# Theme for tweakstock tweakstock_greener



## dcooterfrog

this is a theme for tweakstock as a clockwork mod flashable zip
whats changed:
removed almost all of the orange everwhere.
green is more green less olive
Changed the check boxes and radio buttons stars
desasturated soem things to grey.
reds are redder (less pink or orange)

feel free to critique and or contribute or modify
some of this stuff came from jcools velocity 1.1 theme that I color shifted, some from ICS, som from stock.

I also used UPT to change the aosp lock screen sliders

on my dropbox account so if someone wants to mirror it let me know.
http://dl.dropbox.com/u/5271399/Tweakstock_stock_greenerv1.zip

by the way this is my first theme post so if this is in the worng place or way to post this let m eknow and I will change it.


----------



## tikisbytyler

Anyone flash this yet?

About to give it a go and see what's up...


----------



## dcooterfrog

well I shoudl have said this before but dragons ahead. make a nandroid blah blah blah.

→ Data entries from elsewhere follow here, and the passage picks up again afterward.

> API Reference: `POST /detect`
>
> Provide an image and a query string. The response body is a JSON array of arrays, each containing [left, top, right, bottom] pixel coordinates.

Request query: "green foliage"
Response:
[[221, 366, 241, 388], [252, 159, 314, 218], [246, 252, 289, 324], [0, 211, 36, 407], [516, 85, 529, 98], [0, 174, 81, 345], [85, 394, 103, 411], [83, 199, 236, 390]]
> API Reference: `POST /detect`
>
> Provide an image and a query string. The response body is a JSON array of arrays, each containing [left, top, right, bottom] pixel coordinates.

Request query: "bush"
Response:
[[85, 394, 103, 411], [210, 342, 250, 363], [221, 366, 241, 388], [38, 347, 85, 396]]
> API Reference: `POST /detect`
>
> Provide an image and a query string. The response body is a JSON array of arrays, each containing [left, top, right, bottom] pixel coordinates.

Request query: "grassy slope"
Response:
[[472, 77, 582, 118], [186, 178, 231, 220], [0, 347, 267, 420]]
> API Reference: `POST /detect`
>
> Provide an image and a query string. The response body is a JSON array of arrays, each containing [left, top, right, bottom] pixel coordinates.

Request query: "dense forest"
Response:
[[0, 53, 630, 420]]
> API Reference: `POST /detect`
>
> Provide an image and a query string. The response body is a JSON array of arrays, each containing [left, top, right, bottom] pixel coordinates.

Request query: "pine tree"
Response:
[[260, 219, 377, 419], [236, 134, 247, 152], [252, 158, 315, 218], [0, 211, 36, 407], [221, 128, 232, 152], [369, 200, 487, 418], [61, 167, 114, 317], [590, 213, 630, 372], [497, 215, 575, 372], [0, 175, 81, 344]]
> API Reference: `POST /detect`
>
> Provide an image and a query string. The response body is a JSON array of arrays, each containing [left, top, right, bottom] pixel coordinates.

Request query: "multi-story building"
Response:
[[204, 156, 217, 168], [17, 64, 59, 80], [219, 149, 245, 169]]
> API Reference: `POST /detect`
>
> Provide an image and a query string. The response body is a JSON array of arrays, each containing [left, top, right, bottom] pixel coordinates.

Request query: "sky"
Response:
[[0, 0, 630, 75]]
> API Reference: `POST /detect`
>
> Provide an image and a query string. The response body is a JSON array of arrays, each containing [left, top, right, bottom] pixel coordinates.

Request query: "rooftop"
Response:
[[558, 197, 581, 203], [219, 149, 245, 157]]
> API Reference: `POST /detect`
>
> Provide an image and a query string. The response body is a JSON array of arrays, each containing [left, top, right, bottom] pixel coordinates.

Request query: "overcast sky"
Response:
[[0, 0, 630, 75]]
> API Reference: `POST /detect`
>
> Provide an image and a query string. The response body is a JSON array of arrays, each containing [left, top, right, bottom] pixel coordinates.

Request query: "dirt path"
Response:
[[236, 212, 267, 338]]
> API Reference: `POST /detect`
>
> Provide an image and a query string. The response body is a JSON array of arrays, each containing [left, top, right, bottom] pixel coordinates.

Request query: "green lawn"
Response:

also here is a flashable zip to get you back tweakstock stock (except the aosp sliders were changed with UOT) I coulnd figfure out how to make my own flashable zip.
http://dl.dropbox.com/u/5271399/Tweakstock_stock.zip

it was these fiels that I started modifying.


----------



## rpmtech

dcooterfrog said:


> this is a theme for tweakstock as a clockwork mod flashable zip
> whats changed:
> removed almost all of the orange everwhere.
> green is more green less olive
> Changed the check boxes and radio buttons stars
> desasturated soem things to grey.
> reds are redder (less pink or orange)
> 
> feel free to critique and or contribute or modify
> some of this stuff came from jcools velocity 1.1 theme that I color shifted, some from ICS, som from stock.
> 
> I also used UPT to change the aosp lock screen sliders
> 
> on my dropbox account so if someone wants to mirror it let me know.
> http://dl.dropbox.co...k_greenerv1.zip
> 
> by the way this is my first theme post so if this is in the worng place or way to post this let m eknow and I will change it.


Flashed this to my phone. Was surprised to still find the orange in the dialer. I also noticed that the greener green didn't play nice with some apps in the notification area for me, so I had to put it back to Tweakstock original. Other than that I liked it!


----------



## dcooterfrog

dialer. i didn't theme that but I swithced to dialer one. I am thinkinf of theming that as well
I also did intoice that the sms messaging also is still the old green.

so I guess its si still a work in process. thanks of rhte feedback.


----------



## dbeauch

how can I see pictures of this?


----------



## dcooterfrog

dbeauch said:


> how can I see pictures of this?


i don't have any screen shots, but is basically jus tless olive and no orange. think stock, but less annoying.
also there is a new version woth more themed
http://rootzwiki.com/topic/21790-theme-tweakstock-14-greener/


----------